R v P: Mother allowed to adduce similar fact evidence of father's abusive behaviour
|Photo by Timo Volz on Unsplash|
Similar fact evidence is a rare bird in family proceedings, at least in my limited experience (that's my excuse for using the above image!), so when a Court of Appeal decision on the subject crops up, it has my immediate attention.
The decision, handed down today, was in the case R v P (Children: Similar Fact Evidence). Lord Justice Peter Jackson, giving the leading judgment, explains what it was about:
"This is an appeal from a case management decision to exclude evidence in family proceedings. The proceedings are a father's application for contact with children now aged 5 and 2. The mother opposes contact on the basis that the father had subjected her to extreme coercive and controlling behaviour and to sexual abuse, including rape. In support of her case, she wants to rely on evidence of what she argues is strikingly similar coercive and controlling behaviour by the father towards another woman, with whom he began a relationship shortly after her relationship with him ended. It was that evidence that was excluded."

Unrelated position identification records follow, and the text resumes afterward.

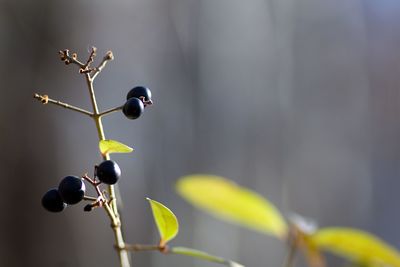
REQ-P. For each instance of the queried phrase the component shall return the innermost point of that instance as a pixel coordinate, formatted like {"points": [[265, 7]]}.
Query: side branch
{"points": [[106, 112], [45, 100], [108, 57]]}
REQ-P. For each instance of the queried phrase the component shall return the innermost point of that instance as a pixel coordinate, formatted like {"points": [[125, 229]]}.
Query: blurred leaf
{"points": [[203, 255], [231, 202], [166, 221], [112, 146], [356, 245]]}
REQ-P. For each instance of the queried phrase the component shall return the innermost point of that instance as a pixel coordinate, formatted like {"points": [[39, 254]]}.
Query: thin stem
{"points": [[108, 57], [89, 198], [140, 247], [45, 100], [289, 261], [106, 112]]}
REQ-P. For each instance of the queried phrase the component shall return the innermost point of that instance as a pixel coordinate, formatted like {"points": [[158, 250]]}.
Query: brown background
{"points": [[298, 100]]}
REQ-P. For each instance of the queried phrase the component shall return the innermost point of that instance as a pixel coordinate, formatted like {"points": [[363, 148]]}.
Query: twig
{"points": [[111, 205], [110, 111], [108, 57], [45, 100], [140, 247], [64, 54], [89, 198]]}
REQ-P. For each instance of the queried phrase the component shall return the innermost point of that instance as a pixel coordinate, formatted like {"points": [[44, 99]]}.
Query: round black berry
{"points": [[108, 172], [139, 91], [71, 189], [52, 201], [88, 207], [133, 108]]}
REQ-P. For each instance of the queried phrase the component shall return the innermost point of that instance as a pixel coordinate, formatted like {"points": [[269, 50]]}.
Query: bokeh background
{"points": [[298, 100]]}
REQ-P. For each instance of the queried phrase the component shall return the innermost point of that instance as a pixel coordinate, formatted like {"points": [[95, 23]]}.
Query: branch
{"points": [[139, 247], [106, 112], [45, 100]]}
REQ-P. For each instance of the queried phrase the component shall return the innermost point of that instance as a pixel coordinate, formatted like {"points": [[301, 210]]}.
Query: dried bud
{"points": [[109, 56]]}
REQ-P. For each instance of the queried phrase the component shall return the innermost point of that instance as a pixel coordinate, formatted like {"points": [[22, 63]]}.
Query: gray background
{"points": [[298, 100]]}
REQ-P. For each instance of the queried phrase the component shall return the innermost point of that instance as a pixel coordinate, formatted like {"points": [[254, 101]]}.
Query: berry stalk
{"points": [[111, 210]]}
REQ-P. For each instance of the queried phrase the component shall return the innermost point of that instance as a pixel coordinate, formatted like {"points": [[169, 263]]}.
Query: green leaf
{"points": [[356, 245], [203, 255], [228, 201], [166, 221], [111, 146]]}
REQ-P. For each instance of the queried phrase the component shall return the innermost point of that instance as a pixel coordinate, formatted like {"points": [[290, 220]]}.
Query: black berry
{"points": [[52, 201], [108, 172], [133, 108], [88, 207], [71, 189], [139, 91]]}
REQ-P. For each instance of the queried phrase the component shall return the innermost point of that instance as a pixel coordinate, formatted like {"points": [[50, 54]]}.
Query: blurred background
{"points": [[297, 100]]}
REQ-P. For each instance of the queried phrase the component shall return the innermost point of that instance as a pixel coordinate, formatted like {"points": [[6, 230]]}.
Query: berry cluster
{"points": [[137, 99], [71, 189]]}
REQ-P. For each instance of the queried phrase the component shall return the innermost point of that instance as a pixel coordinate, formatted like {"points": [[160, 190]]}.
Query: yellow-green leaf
{"points": [[228, 201], [166, 221], [356, 245], [203, 255], [111, 146]]}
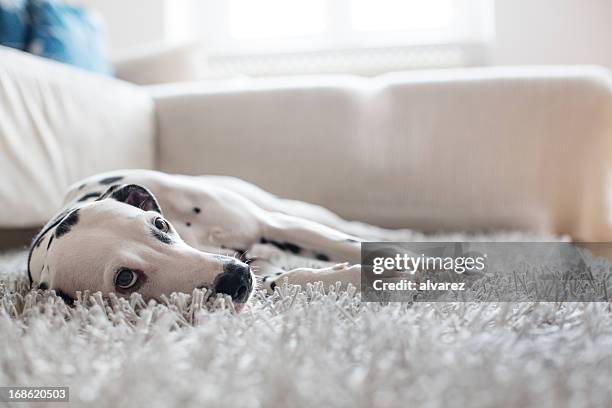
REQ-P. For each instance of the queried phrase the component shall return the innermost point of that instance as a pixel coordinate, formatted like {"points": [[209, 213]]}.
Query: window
{"points": [[363, 36]]}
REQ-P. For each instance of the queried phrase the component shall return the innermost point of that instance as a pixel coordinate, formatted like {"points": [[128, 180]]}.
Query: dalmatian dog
{"points": [[153, 233]]}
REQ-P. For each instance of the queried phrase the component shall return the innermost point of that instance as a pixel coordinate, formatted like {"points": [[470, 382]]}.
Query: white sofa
{"points": [[491, 148]]}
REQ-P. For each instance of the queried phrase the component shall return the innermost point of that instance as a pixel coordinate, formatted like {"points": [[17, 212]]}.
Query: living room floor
{"points": [[303, 348]]}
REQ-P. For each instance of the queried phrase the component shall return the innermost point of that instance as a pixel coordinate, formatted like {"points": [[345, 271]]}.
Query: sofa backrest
{"points": [[474, 149], [59, 124]]}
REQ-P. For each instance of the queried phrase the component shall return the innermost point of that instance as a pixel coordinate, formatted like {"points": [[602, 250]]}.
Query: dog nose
{"points": [[235, 281]]}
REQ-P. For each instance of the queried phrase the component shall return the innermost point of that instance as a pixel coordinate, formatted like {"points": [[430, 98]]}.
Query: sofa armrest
{"points": [[160, 64], [59, 124], [504, 148]]}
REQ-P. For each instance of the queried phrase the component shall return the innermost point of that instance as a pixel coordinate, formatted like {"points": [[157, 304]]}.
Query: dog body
{"points": [[112, 236]]}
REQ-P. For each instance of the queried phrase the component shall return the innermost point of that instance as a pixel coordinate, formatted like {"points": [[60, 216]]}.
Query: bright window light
{"points": [[250, 19], [401, 15]]}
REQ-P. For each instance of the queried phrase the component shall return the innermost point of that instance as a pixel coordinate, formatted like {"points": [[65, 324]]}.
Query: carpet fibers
{"points": [[303, 348]]}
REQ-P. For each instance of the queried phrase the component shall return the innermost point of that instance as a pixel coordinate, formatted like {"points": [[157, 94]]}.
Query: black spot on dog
{"points": [[108, 192], [283, 246], [50, 241], [39, 241], [241, 254], [111, 180], [88, 196], [66, 225], [161, 237], [69, 300]]}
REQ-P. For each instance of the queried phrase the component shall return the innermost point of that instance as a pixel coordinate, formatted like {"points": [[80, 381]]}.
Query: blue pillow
{"points": [[13, 23], [68, 34]]}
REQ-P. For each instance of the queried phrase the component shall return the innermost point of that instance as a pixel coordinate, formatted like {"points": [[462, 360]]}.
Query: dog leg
{"points": [[344, 273]]}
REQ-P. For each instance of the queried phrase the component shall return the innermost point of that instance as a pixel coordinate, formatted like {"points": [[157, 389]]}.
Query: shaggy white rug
{"points": [[304, 349]]}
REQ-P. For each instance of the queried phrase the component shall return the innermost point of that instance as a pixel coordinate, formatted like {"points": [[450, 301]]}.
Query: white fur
{"points": [[233, 215]]}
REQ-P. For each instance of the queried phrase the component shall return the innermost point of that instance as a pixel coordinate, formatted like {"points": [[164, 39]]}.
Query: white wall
{"points": [[131, 23], [527, 31], [553, 32]]}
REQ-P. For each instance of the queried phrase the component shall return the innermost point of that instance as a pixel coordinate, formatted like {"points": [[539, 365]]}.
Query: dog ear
{"points": [[137, 196]]}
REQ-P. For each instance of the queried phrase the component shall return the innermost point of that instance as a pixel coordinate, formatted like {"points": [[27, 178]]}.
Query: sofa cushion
{"points": [[13, 23], [68, 34]]}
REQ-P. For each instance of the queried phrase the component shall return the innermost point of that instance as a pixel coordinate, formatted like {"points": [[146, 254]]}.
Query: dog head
{"points": [[122, 243]]}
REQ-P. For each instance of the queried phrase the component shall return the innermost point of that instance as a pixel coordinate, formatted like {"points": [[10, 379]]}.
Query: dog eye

We are then told that the appeal was allowed, and that the contested evidence would be reinstated.
For the purpose of this brief summary I don't need to set out the background or, indeed, details of the evidence that the mother sought to adduce. I will simply 'cut to the chase' of why the appeal was allowed.
Jackson LJ explained:
"There are two questions that the judge must address in a case where there is a dispute about the admission of evidence of this kind. Firstly, is the evidence relevant, as potentially making the matter requiring proof more or less probable? If so, it will be admissible. Secondly, is it in the interests of justice for the evidence to be admitted?"
The Court of Appeal was in no doubt that the evidence was relevant, and therefore admissible. The judgment does not give an explanation of this finding, merely relying upon an earlier exposition of the law on similar fact evidence. That exposition made it clear that evidence is relevant if it is logically probative or disprobative of some matter which requires proof, in this case the father's pattern of behaviour.
Jackson LJ was also in no doubt that the evidence should be admitted in the interests of justice - it would be for the court to determine whether the evidence was capable of establishing propensity that may be of probative value in relation to the core allegations in the case.
An interesting little judgment, which may prove useful to others who have suffered abuse and are aware that they weren't the only victims of their abusers.